8. Transfer of data to third countries

Within some of the services used, personal data may be transferred outside the European Economic Area, especially if the relevant providers or their infrastructure are located outside the EEA. If such a transfer occurs, it takes place on the basis of appropriate legal mechanisms, typically standard contractual clauses of the European Commission or another legal mechanism. Shopify explicitly states the possibility of international transfers and reliance on recognized transfer mechanisms.

• Shopify
• Google
• Meta
• Maileon
• chat widget
• analytical tools
• shipping companies (DPD, Zásilkovna)
  

9. Automated decision-making and profiling

We do not make decisions based solely on automated processing that would have legal effects on you or similarly significantly affect you.

If we use analytical or marketing tools and you give your consent, segments may be created or basic profiling may occur for the purposes of measuring campaign performance, personalizing content, or advertising. However, this does not constitute automated decision-making within the meaning of Article 22 of the GDPR with legal or similarly significant effects. GDPR includes informing about automated decision-making and profiling among the rights of data subjects.

10. What rights you have

Under the conditions set by the GDPR, you have the following rights:

• the right to access personal data,

• the right to rectification of inaccurate data,

• the right to erasure,

• the right to restriction of processing,

• the right to data portability,

• the right to object to processing based on legitimate interest,

• the right to withdraw consent at any time, if processing is based on consent,

• the right to lodge a complaint with a supervisory authority.

In the Czech Republic, the supervisory authority is the Office for Personal Data Protection. These rights derive from Articles 15 to 21 of the GDPR.

11. How you can exercise your rights

You can exercise your rights by e-mail at info@detail-store.cz or in writing to the controller's address listed above.

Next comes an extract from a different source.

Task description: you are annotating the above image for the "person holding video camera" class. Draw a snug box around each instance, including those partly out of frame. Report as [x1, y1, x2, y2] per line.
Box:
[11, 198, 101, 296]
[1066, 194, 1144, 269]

To protect your data, we may reasonably verify your identity before processing a request.

12. Cookies

We use cookies and similar technologies on the website.

12.1 Technical cookies

These cookies are essential for the website's functioning, security, proper display of pages, shopping cart, login, or privacy settings. Consent is not required for these cookies if they are truly necessary. The Office for Personal Data Protection explicitly states that technical cookies are an exception.

12.2 Analytical cookies

We use them only with your consent if they help us measure traffic, website performance, and user behavior.

12.3 Marketing cookies

We use them only with your consent for ad personalization, remarketing, and campaign evaluation.

12.4 Cookie settings

You can change your preferences at any time via the cookie banner.

13. Security of personal data

We have taken appropriate technical and organizational measures to secure personal data against unauthorized access, loss, misuse, or unauthorized disclosure. GDPR imposes an obligation on controllers to implement appropriate security measures.

14. Links to third-party websites

Our website may contain links to third-party websites and services. We are not responsible for their content and personal data processing. We recommend always reviewing their own privacy policies.

15. Changes to these policies

We may update these policies periodically, especially if our processes, services used, or legal requirements change. We will always publish the current version on this page and update the last updated date.